Photochemistry of atomic oxygen green and red-doublet emissions in comets at larger heliocentric distances

TL;DR

This study models how CO2 and H2O abundances influence atomic oxygen emission ratios in comets beyond 2 au, revealing that these ratios can help estimate comet composition and the dominant photochemical processes at large distances.

Contribution

The paper introduces a coupled chemistry-emission model applied to multiple comets, elucidating the influence of CO2 and H2O on oxygen emission lines at large heliocentric distances.

Findings

G/R ratio > 0.1 indicates higher CO2 relative abundance.

Photodissociation of CO2 significantly affects red-doublet emission.

Model results align with observed emission line widths and ratios.

Abstract

In comets the atomic oxygen green to red-doublet emission intensity ratio (G/R ratio) of 0.1 has been used to confirm H$_2$O as the parent species producing oxygen emission lines. The larger ($>$0.1) value of G/R ratio observed in a few comets is ascribed to the presence of higher CO$_2$ and CO relative abundances in the cometary coma. We aim to study the effect of CO$_2$ and CO relative abundances on the observed G/R ratio in comets observed at large ($>$2 au) heliocentric distances by accounting for important production and loss processes of O($^1$S) and O($^1$D) in the cometary coma. Recently we have developed a coupled chemistry-emission model to study photochemistry of O($^1$S) and O($^1$D) atoms and the production of green and red-doublet emissions in comets Hyakutake and Hale-Bopp.
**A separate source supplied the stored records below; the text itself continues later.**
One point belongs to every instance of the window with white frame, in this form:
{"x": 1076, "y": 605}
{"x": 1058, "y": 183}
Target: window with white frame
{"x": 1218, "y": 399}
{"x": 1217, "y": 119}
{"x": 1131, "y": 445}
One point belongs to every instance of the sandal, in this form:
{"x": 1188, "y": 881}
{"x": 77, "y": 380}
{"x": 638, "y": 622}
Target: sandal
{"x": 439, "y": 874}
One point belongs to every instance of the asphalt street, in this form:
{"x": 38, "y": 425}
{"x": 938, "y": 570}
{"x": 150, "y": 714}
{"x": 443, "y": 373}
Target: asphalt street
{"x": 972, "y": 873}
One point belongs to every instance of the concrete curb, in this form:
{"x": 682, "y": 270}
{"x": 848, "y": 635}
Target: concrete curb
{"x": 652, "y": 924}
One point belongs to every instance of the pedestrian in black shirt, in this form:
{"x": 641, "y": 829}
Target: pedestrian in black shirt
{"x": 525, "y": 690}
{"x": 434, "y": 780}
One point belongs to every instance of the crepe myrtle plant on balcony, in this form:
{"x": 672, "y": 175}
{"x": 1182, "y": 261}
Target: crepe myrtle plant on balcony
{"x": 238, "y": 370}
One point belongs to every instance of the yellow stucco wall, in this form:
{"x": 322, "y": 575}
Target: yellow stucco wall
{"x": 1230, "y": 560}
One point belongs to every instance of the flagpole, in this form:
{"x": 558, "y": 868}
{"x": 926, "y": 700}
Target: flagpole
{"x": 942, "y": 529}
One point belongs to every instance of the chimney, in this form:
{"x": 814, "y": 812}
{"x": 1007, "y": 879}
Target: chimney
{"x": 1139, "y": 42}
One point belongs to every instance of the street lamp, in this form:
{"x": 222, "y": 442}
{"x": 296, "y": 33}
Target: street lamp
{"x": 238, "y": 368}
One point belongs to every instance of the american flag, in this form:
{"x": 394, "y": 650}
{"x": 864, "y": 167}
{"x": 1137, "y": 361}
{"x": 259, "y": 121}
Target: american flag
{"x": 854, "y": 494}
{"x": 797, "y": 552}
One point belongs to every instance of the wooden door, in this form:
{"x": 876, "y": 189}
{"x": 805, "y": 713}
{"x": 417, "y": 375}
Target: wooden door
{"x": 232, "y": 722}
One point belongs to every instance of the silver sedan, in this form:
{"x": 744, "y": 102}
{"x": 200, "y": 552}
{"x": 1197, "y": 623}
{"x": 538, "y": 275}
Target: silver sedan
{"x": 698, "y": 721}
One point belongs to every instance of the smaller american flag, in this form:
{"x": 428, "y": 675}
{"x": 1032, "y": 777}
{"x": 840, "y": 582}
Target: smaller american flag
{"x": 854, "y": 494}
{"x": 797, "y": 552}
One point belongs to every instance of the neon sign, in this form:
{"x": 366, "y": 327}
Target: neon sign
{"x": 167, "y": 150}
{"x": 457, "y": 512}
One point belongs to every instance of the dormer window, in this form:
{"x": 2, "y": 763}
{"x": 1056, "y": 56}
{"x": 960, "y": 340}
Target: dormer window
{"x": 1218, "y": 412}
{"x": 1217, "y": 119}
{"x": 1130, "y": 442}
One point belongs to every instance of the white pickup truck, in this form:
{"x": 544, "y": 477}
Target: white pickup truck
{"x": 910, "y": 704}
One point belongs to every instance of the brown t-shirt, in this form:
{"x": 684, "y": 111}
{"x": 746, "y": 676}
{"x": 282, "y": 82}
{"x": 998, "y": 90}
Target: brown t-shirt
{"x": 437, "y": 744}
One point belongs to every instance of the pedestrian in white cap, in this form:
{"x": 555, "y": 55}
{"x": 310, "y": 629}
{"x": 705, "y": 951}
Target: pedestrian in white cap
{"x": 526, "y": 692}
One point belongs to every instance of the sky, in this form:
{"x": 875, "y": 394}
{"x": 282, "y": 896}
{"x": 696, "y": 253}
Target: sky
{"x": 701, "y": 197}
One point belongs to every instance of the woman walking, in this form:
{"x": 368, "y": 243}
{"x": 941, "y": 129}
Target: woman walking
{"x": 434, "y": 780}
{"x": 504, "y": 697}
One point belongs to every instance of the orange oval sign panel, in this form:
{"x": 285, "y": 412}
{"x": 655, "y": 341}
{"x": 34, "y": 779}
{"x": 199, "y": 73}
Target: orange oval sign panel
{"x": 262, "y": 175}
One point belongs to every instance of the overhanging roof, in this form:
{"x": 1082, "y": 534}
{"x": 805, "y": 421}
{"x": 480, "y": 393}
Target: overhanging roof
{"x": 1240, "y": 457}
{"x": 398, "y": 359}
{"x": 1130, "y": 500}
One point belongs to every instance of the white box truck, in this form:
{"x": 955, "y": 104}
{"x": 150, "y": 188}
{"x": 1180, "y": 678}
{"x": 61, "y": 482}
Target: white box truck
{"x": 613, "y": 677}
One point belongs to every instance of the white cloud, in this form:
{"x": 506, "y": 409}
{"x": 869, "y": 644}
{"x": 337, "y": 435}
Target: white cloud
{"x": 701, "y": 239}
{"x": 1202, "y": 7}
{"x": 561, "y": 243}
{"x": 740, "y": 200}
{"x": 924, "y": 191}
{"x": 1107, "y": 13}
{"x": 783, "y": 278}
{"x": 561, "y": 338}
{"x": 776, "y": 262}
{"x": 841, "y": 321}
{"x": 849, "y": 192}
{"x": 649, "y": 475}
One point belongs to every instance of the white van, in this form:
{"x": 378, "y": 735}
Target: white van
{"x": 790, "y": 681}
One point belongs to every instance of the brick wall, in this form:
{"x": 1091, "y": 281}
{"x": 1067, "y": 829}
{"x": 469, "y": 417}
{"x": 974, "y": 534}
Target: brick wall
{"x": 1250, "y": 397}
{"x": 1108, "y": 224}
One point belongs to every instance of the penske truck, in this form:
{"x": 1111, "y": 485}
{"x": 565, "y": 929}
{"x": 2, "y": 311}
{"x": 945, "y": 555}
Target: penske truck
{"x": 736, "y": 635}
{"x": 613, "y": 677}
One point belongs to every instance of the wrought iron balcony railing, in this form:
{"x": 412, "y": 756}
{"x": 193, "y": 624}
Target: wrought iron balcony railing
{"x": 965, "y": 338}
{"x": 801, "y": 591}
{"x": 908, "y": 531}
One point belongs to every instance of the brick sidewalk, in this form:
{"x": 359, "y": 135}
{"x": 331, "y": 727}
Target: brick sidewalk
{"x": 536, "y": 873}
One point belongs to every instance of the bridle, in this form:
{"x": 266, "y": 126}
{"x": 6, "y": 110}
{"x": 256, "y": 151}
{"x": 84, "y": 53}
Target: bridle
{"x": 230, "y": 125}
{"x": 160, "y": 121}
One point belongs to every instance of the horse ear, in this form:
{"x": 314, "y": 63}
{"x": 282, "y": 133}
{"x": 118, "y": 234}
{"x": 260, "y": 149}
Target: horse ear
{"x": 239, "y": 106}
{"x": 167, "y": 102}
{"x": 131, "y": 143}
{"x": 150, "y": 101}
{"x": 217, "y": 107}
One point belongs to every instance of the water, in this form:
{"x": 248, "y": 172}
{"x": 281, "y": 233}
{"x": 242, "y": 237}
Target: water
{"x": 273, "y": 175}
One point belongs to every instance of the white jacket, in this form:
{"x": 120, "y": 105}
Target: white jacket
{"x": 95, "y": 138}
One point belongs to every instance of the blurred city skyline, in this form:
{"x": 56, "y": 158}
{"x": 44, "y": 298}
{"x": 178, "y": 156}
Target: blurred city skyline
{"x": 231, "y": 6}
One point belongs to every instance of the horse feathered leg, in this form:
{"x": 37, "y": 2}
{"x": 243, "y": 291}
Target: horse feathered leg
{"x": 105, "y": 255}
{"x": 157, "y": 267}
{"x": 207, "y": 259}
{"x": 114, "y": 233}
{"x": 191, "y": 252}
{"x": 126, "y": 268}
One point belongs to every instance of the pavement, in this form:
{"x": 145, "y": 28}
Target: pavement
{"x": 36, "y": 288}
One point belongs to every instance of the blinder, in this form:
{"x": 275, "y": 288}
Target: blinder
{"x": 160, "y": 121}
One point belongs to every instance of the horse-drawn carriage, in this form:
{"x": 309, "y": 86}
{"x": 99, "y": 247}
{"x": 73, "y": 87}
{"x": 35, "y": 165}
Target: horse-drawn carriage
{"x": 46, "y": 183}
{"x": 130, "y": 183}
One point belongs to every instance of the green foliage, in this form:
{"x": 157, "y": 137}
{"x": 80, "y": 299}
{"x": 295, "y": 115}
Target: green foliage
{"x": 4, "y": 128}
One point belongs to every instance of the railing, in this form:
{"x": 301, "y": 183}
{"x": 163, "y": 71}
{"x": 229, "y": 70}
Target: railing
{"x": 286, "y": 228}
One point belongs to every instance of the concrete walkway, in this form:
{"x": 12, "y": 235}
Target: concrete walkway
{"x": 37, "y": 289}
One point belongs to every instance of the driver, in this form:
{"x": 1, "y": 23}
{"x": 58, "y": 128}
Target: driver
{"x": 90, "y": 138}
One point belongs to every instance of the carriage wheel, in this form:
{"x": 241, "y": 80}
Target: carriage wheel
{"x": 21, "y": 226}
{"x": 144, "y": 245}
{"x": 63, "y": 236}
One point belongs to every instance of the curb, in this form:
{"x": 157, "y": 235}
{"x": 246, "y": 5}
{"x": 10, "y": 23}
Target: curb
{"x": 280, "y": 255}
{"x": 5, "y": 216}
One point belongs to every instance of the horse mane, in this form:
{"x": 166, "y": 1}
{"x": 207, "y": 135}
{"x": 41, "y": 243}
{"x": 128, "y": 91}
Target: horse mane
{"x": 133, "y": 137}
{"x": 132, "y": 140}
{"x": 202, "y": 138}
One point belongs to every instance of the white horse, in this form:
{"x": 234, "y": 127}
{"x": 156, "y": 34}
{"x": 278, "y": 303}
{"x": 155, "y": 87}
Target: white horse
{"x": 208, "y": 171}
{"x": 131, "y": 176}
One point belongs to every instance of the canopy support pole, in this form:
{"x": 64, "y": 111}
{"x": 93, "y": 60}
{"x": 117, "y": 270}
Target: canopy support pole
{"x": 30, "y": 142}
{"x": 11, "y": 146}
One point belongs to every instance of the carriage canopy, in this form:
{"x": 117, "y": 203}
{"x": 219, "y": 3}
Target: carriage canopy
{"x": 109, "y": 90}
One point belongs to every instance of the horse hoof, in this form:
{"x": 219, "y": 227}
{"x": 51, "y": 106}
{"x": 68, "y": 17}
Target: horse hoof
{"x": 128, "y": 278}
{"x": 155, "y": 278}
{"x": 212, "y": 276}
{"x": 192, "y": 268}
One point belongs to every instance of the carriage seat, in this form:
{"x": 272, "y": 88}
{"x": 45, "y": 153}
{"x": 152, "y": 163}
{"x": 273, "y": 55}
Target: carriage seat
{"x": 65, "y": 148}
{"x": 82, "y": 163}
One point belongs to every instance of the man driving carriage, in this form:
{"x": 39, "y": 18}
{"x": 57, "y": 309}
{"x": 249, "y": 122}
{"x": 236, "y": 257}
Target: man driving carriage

In the present work we applied the model to six comets where green and red-doublet emissions are observed when they are beyond 2 au from the Sun. In a water-dominated cometary coma and with significant ($>$10%) CO$_2$ relative abundance, photodissociation of H$_2$O mainly governs the red-doublet emission, whereas CO$_2$ controls the green line emission. If a comet has equal composition of CO$_2$ and H$_2$O, then ~50% of red-doublet emission intensity is controlled by the photodissociation of CO$_2$. The G/R ratio values and green and red-doublet line widths calculated by the model are consistent with the observation. Our model calculations suggest that in low gas production rate comets the G/R ratio greater than 0.1 can be used to constrain the upper limit of CO$_2$ relative abundance provided the slit-projected area on the coma is larger than the collisional zone. If a comet has equal abundances of CO$_2$ and H$_2$O, then the red-doublet emission is significantly ($\sim$50%) controlled by CO$_2$ photodissociation and thus the G/R ratio is not suitable for estimating CO$_2$ relative abundance.